Una struttura verticistica
Questa tensione tra lo spazio del manager e le prerogative dei soci, con le seconde messe in un angolo, si riproduce tra consorzi (Sait, Cavit, Melinda, Cassa Centrale per esempio) e cooperative di primo grado (rispettivamente Famiglie Cooperative, Cantine sociali, Coop di melicoltori, Casse Rurali): una struttura verticistica, con i consorzi, che dovrebbero essere uno strumento, a dominare sulle sottostanti cooperative.
“Tra le Famiglie Cooperative è prevista un’assemblea dei presidenti: una struttura orizzontale, che servirebbe per confrontare problemi e soluzioni - ci dice Mattarei - Ma da Sait è mal sopportata (‘Cosa sono queste riunioni senza di noi?’). La struttura verticale sembra non accettare che ci siano collegamenti orizzontali, da cui si sentono tagliati fuori”.
E la verticalizzazione, la subalternità di chi sta sotto, il predominio di chi sta sopra, è l’esatto contrario dei fondamenti cooperativi. Sono i famosi principi, sempre sbandierati, di fatto pochissimo praticati. Ma allora il movimento perde l’anima, l’identità, perde di senso. Se tra Poli e Famiglia Cooperativa l’unica differenza sta nel prezzo, la partita si fa dura.
“Succede che a capo delle strutture si mettono dei commercialisti, che vanno dietro i loro fini personali - ci dice il cooperatore Sergio Vigliotti - E così finisce che la ricchezza di capitali e di lavoro di una coop, che è ricchezza dei soci, serve invece alla carriera dei capi. C’è il vecchio detto cooperativo: ‘Prendere i migliori e controllarli come fossero i peggiori’. E invece è proprio il controllo che manca”.
Ed eccoci arrivare al ruolo della revisione cooperativa. Essenziale non solo per una corretta dinamica economica, ma proprio per tutelare i soci e le altre cooperative, che dal movimento non devono prendere fregature. Ma abbiamo visto come la revisione, quando invisa a un arrogante amministratore delegato come nel caso della LaVis, non sia difesa proprio dalla stessa Federazione e da Schelfi, chiusisi in un assordante silenzio di fronte alle minacce, alle accuse, alle ventilate querele contro il revisore che aveva osato mettere in discussione comportamenti e bilanci.
Ma allora, quando non si difende neanche la correttezza dei bilanci, che senso ha parlare di solidarietà cooperativa?

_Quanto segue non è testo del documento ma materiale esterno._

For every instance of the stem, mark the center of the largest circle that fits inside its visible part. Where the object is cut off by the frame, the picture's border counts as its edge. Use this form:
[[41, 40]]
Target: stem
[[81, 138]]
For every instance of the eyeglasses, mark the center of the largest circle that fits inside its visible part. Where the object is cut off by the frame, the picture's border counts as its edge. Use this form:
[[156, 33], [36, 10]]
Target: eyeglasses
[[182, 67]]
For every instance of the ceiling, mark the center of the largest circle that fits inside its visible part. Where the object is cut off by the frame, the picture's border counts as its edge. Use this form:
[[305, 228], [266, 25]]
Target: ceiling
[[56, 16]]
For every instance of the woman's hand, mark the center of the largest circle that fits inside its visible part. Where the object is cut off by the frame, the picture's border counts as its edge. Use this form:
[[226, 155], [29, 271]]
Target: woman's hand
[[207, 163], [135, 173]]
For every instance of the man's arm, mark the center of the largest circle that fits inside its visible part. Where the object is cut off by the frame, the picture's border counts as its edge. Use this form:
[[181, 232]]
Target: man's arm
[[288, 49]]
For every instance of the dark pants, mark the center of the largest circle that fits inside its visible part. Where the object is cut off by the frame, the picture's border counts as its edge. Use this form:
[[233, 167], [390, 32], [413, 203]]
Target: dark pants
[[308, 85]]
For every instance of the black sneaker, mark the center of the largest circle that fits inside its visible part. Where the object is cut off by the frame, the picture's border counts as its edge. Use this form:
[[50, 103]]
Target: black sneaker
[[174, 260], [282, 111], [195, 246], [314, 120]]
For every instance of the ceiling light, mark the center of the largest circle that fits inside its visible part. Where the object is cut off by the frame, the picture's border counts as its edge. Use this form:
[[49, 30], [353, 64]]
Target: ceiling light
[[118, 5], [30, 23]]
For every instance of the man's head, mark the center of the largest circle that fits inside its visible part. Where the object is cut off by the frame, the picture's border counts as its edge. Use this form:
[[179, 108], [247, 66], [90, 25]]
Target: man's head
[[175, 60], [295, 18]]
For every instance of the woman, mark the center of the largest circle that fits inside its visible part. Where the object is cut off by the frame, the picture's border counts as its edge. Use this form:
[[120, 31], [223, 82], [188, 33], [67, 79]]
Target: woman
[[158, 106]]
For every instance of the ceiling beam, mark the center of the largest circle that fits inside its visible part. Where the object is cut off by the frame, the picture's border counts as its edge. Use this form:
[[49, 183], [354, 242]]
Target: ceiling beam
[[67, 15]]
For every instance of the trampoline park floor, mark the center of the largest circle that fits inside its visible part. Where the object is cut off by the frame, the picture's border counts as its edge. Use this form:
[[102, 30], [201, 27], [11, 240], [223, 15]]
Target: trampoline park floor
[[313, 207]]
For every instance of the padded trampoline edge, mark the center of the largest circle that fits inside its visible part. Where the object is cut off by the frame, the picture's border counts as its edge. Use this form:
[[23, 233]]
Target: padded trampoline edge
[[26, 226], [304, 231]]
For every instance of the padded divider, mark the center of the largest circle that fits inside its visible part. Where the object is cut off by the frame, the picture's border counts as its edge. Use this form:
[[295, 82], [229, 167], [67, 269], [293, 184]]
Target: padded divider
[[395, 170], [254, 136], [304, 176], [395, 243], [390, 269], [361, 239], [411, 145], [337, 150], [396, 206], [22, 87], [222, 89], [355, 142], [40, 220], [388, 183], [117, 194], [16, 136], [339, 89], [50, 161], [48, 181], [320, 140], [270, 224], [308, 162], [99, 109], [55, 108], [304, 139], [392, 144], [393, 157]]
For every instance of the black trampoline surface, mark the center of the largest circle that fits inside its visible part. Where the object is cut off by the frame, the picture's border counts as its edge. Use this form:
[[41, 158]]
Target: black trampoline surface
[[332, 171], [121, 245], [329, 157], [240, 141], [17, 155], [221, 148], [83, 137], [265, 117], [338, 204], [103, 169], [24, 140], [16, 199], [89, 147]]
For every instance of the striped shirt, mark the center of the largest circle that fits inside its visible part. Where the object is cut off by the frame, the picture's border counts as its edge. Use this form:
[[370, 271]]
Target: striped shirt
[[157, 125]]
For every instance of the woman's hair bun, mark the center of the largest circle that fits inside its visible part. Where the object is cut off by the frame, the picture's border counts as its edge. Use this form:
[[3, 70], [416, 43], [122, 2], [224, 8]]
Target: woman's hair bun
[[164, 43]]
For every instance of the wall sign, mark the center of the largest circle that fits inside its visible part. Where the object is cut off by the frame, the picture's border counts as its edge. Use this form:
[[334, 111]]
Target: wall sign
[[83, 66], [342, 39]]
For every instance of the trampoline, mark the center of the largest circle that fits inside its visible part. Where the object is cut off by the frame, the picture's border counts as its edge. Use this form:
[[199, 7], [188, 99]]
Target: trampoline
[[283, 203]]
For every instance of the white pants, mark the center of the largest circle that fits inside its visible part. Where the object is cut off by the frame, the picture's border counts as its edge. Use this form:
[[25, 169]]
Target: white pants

Perché mai Cavit dovrebbe correre in soccorso di LaVis, e la Cassa Rurale di Rovereto nei confronti di quella di Folgaria, quando i massimi vertici si dimostrano indifferenti di fronte al presupposto basilare, i conti in ordine?
Non ce n’è abbastanza per cambiare un po’ tutto, in via Segantini?
Queste le ragioni, di fondo, che hanno inaspettatamente fatto mancare l’unanimità attorno alla designazione di Dal Palù. Ha votato contro proprio Marina Mattarei, seguita dalla rappresentante dei giovani cooperatori Elena Cetto e si è astenuto perfino il rappresentante della potentissima Melinda.
Si sta lavorando a una candidatura alternativa. “Dobbiamo farlo, perché non abbiamo più tempo - sostiene Mattarei - Non possiamo sostenere un altro triennio in stile schelfiano, in cui queste dinamiche negative vengono lasciate andare avanti come niente fosse. Il movimento si è gravemente indebolito, ora bisogna cambiare rotta”.